Patrick Hahn: Große Fußstapfen! Ich habe zwar nicht so große Füße, kann aber schnell laufen und tanzen. Ich verdanke Harry Vogt viel, der mich schon während meines Studiums mit Recherchen und Produktionsbegleitungen engagiert hat. Ich habe damals Komponisten wie Wolfgang Rihm und Helmut Lachenmann kennen gelernt und erfahren, was es heißt, Musik von der ersten Idee bis zu Konzert und Radiosendung zu produzieren. Das hat mich fasziniert und dann auch dazu gebracht, vom Musikjournalismus auf die Produzentenseite zu wechseln.

nmz: Vogt präsentierte unter anderem zeitgenössische französische Musik.

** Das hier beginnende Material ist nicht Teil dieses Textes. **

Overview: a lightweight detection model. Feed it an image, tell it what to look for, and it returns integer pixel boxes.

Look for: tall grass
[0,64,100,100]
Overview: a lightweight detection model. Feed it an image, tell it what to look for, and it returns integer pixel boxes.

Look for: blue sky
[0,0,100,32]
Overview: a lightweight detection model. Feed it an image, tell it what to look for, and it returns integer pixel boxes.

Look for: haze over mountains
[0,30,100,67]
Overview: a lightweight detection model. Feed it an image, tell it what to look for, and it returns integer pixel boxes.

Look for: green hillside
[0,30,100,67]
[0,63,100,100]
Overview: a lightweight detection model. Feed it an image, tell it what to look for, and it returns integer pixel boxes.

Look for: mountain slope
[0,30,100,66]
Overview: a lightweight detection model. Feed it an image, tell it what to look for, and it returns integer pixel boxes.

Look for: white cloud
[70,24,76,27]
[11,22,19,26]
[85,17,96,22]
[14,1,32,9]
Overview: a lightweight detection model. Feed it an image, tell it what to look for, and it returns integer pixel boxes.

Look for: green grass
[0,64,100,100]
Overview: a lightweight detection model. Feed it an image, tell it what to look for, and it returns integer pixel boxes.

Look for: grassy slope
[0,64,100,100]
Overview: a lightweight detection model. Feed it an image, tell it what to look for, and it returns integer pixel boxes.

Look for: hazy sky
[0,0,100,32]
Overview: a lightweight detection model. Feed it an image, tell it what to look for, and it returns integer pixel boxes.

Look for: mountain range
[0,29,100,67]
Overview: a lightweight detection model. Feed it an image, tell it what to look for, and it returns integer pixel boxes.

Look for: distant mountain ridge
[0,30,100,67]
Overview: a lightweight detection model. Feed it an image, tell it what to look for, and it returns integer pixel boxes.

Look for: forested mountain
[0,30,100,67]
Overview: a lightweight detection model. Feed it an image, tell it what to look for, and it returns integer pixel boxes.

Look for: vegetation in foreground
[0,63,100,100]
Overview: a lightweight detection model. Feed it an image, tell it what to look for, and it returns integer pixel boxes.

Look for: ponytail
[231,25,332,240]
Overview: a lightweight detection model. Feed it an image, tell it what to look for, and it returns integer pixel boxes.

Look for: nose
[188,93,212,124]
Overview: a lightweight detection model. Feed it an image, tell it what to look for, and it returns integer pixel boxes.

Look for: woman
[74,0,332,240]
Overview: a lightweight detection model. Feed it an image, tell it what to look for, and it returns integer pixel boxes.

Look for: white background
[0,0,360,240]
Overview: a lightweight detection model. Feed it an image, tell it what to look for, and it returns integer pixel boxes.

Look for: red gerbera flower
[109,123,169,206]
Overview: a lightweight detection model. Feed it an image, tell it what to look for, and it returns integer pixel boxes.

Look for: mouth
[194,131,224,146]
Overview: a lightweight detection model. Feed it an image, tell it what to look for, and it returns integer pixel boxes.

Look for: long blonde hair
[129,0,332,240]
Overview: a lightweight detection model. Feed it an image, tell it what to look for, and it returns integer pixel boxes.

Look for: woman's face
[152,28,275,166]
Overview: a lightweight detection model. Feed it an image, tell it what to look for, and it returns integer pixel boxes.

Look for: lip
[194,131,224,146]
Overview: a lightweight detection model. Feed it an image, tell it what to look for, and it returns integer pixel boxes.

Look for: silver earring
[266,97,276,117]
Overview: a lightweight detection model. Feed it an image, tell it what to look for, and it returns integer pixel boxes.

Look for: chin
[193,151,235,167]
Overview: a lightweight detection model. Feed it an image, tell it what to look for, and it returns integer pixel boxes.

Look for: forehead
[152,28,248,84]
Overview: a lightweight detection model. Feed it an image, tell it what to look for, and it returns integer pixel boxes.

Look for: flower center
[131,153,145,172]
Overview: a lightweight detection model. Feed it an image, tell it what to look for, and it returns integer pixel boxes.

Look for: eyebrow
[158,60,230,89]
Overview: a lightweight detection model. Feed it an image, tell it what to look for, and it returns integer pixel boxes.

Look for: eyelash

Welche Kontinuitäten und neuen Akzente wird es unter Deiner Redaktion geben?

Hahn: Der Philosoph Odo Marquard hat das Bonmot geprägt, „Zukunft braucht Herkunft“. In einem institutionellen Kontext ist es spannend, sich mit deren Geschichte zu beschäftigen. Das Sinfonieorchester des WDR und die Reihe „Musik der Zeit“ reichen zurück bis 1951 und zeichnen sich nach meiner Sicht durch vier Dinge aus: bedeutende Komponist*innen der Zeit nach Köln zu holen; scheinbar unmögliche Dinge zu stemmen, etwa die Uraufführungen von Schönbergs „Jakobsleiter“ oder Bernd Alois Zimmermanns „Requiem für einen jungen Dichter“; nicht nur Konzerte zu veranstalten, sondern ganze Universen zu eröffnen, in die man eintauchen kann, wie etwa 1987 bei „John Cage – Nacht Tag“; schließlich neue Konzertformate unter Einbeziehung neuer Medien zu ermöglichen, wie das erste Lautsprecherkonzert mit Stockhausens „Gesang der Jünglinge“ 1956.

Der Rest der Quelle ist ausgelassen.